1. Install Python 3.x and R & R Studio Installation & IDE

   
   
   
EXECUTION
=========

-------------------------------------------------------------------------------
NOTE:- IF YOU WANT TO RUN THE VISUALIZATION DIRECTLY PLEASE GO TO STEP NUMBER 5
-------------------------------------------------------------------------------


1. Download "covid dataset" by following the steps below.

   a. Follow the below link and "View Dataset"
      link:- https://console.cloud.google.com/marketplace/product/bigquery-public-datasets/covid19-search-trends?filter=solution-type:dataset&filter=category:covid19&id=11b13b01-661a-43ab-9a47-98cf02b165f9&pli=1  
   b. Input the code below and run the query.
      SELECT * 
      FROM `bigquery-public-data.covid19_symptom_search.counties_daily_2017` 
      UNION ALL
      SELECT * 
      FROM `bigquery-public-data.covid19_symptom_search.counties_daily_2018` 
      UNION ALL
      SELECT * 
      FROM `bigquery-public-data.covid19_symptom_search.counties_daily_2019` 
      UNION ALL
      SELECT * 
      FROM `bigquery-public-data.covid19_symptom_search.counties_daily_2020`
      
   c. Click "Save Results" and store the data on google drive.
   d. Export the csv from google drive to your local computer.
   
   
2. Download "weather dataset" by following the steps below.
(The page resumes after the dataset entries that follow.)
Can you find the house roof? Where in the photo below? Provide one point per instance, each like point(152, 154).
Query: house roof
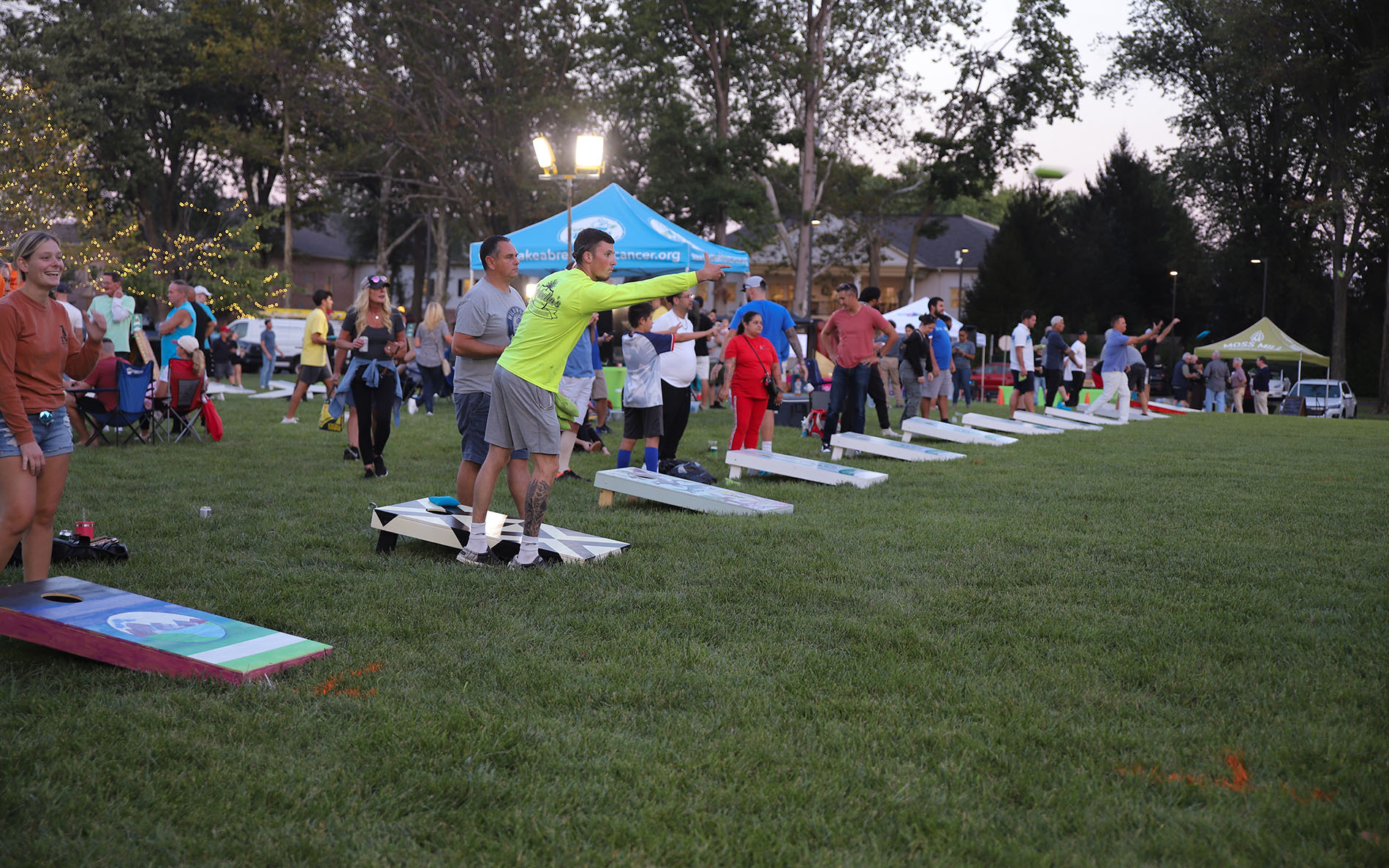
point(960, 231)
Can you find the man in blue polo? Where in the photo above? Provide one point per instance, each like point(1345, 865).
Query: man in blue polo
point(935, 392)
point(1116, 364)
point(779, 330)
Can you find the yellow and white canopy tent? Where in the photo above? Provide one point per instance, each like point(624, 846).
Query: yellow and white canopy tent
point(1265, 339)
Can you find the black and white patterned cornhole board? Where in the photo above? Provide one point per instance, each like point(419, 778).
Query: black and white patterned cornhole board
point(450, 527)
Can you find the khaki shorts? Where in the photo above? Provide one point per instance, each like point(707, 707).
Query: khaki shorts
point(521, 416)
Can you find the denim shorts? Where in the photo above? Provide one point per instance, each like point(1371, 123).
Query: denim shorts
point(470, 410)
point(55, 438)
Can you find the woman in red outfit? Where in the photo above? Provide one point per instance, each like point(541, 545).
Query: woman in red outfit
point(35, 439)
point(749, 362)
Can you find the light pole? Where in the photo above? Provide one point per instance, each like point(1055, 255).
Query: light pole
point(1263, 310)
point(588, 163)
point(960, 263)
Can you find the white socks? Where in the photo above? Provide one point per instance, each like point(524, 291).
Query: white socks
point(478, 538)
point(529, 549)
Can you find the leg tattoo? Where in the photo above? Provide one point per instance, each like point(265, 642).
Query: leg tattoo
point(537, 498)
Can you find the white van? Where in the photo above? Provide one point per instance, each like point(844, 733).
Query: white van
point(289, 336)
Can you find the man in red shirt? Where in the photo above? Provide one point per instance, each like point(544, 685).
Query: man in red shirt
point(849, 340)
point(103, 377)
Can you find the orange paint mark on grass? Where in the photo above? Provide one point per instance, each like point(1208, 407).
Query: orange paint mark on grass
point(1236, 783)
point(336, 685)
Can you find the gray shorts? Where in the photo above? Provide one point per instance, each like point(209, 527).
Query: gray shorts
point(640, 422)
point(936, 387)
point(472, 410)
point(521, 416)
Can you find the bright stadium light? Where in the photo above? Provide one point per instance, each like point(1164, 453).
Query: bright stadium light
point(545, 156)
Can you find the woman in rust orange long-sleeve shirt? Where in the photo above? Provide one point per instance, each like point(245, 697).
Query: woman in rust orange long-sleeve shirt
point(35, 439)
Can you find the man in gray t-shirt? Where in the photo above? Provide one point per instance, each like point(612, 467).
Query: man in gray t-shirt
point(488, 317)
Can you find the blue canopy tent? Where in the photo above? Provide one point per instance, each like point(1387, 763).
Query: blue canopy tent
point(648, 245)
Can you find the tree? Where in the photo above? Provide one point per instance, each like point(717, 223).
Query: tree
point(48, 178)
point(1000, 91)
point(1027, 263)
point(1282, 103)
point(279, 57)
point(691, 115)
point(123, 71)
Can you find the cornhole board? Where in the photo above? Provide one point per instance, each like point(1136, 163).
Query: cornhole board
point(638, 482)
point(452, 525)
point(137, 632)
point(282, 391)
point(955, 434)
point(1113, 413)
point(1051, 421)
point(1176, 408)
point(1163, 408)
point(992, 422)
point(796, 467)
point(889, 449)
point(1072, 416)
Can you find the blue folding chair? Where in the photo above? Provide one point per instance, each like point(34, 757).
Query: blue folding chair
point(131, 387)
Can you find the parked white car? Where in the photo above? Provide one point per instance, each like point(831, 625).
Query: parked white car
point(1327, 397)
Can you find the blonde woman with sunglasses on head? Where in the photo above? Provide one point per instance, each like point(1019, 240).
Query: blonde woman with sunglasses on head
point(37, 349)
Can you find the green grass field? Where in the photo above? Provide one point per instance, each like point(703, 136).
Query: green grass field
point(1040, 655)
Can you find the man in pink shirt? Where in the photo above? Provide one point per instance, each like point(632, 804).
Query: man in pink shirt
point(849, 335)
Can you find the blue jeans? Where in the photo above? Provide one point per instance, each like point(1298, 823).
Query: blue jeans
point(847, 395)
point(432, 377)
point(963, 384)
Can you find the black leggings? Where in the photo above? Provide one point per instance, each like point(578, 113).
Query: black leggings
point(675, 417)
point(373, 405)
point(879, 396)
point(1077, 384)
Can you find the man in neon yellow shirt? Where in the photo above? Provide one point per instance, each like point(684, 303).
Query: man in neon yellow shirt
point(528, 376)
point(313, 357)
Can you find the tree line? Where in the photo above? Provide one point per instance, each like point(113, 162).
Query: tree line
point(243, 120)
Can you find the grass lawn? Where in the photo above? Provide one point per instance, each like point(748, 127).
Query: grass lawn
point(1165, 644)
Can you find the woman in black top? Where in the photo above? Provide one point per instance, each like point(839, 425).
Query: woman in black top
point(912, 370)
point(376, 338)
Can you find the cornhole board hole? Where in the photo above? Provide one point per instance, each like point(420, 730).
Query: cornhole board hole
point(1178, 410)
point(137, 632)
point(1071, 416)
point(450, 525)
point(796, 467)
point(1051, 421)
point(889, 449)
point(955, 434)
point(1113, 413)
point(638, 482)
point(978, 419)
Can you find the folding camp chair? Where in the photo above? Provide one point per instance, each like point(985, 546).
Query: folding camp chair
point(183, 407)
point(131, 385)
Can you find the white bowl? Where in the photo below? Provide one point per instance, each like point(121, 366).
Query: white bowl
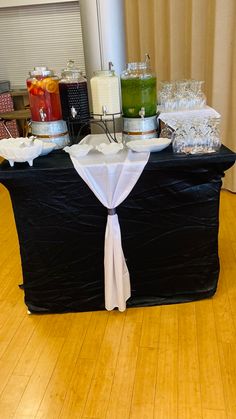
point(149, 144)
point(111, 148)
point(78, 150)
point(47, 148)
point(20, 149)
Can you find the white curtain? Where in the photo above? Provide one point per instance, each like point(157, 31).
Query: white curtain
point(190, 39)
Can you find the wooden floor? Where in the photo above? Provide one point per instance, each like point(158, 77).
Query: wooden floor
point(165, 362)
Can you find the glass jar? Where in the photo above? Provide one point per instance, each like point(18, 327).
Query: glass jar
point(138, 90)
point(105, 92)
point(74, 94)
point(44, 98)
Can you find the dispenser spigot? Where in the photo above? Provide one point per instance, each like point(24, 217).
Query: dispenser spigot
point(42, 114)
point(73, 112)
point(142, 112)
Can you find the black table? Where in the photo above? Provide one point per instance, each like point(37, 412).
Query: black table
point(169, 227)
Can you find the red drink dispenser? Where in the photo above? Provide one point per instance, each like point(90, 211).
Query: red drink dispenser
point(45, 106)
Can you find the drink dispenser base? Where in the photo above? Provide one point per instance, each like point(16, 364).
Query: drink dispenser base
point(54, 131)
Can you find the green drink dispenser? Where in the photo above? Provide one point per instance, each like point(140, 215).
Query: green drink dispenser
point(138, 91)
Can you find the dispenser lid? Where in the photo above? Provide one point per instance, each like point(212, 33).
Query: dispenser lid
point(41, 71)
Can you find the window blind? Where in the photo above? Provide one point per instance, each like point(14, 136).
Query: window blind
point(46, 34)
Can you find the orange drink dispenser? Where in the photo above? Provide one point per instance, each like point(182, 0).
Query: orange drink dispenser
point(45, 106)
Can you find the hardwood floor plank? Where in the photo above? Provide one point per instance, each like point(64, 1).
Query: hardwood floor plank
point(166, 397)
point(212, 392)
point(99, 393)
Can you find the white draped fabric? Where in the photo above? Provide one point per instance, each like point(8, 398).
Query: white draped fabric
point(111, 178)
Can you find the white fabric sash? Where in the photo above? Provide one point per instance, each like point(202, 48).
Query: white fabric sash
point(111, 178)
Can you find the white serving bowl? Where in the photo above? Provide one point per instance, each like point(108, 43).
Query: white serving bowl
point(78, 150)
point(111, 148)
point(149, 144)
point(47, 148)
point(20, 150)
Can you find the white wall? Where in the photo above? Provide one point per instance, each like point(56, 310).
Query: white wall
point(5, 3)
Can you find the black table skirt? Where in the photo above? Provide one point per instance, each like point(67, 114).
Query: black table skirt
point(169, 226)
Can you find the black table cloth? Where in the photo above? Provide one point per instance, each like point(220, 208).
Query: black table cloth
point(169, 226)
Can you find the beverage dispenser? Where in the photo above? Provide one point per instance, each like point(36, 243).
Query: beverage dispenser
point(139, 101)
point(105, 91)
point(74, 99)
point(45, 106)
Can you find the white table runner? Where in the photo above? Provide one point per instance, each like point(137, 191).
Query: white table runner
point(111, 178)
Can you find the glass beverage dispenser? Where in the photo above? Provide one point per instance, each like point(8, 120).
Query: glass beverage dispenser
point(139, 101)
point(44, 96)
point(45, 107)
point(105, 91)
point(138, 89)
point(74, 99)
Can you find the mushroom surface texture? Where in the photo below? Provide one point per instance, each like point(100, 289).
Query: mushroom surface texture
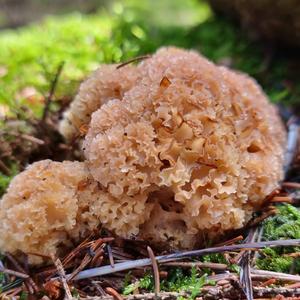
point(196, 145)
point(178, 151)
point(46, 208)
point(104, 84)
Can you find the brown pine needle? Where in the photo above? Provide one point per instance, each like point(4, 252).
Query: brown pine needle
point(214, 266)
point(231, 241)
point(110, 256)
point(114, 293)
point(138, 58)
point(14, 273)
point(292, 185)
point(155, 271)
point(62, 276)
point(283, 199)
point(268, 282)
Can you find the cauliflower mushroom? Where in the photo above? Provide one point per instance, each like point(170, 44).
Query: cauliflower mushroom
point(104, 84)
point(47, 207)
point(184, 150)
point(197, 145)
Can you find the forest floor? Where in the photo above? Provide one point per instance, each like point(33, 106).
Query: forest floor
point(29, 62)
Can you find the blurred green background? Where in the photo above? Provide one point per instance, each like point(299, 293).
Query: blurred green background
point(113, 31)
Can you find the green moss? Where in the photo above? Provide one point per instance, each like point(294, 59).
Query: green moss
point(285, 225)
point(178, 280)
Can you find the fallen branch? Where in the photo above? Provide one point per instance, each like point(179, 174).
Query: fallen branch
point(198, 264)
point(123, 266)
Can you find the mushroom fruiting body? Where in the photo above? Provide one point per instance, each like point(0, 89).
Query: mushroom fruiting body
point(198, 145)
point(46, 207)
point(104, 84)
point(178, 150)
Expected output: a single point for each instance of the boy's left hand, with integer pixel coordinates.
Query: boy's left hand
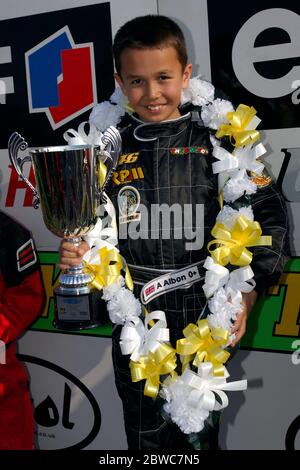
(239, 326)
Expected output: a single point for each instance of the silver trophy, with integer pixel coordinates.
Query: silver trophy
(68, 189)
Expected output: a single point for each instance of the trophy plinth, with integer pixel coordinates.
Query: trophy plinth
(69, 191)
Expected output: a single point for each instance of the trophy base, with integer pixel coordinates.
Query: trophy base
(79, 311)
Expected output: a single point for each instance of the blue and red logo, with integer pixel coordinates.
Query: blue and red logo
(61, 78)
   a. Follow the below link and "View Dataset"
      link:- https://console.cloud.google.com/marketplace/product/gcp-public-data-weather-source/weathersource-covid19?filter=solution-type:dataset&q=weather%20source&id=88b8d575-e1cd-48ec-98d0-8fdf2bbddd5f 
   b. Input the code below and run the query.
      SELECT * 
      FROM `bigquery-public-data.covid19_weathersource_com.county_day_history`
   c. Click "Save Results" and store the data on google drive.
   d. Export the csv from google drive to your local computer.
   

3. Load "CODE/Data Analysis/Group126_ARIMA_Forecasting.Rmd" in R Studio IDE and execute. Please
   make sure the download csv files are of same names mentioned in the code.

4. After the output files from training models are created from above steps, move the files
   of "CODE/Visualization/data/" folder.
   
5. start the terminal (command prompt) and go to the folder "CODE/Visualization".
   Start the webserver using python3 using command "python3 -m http.server 8000"

6. Open up the browser and load "localhost:8000/". This should load "index.html" and will 
   start our webpage to show our project's visualization.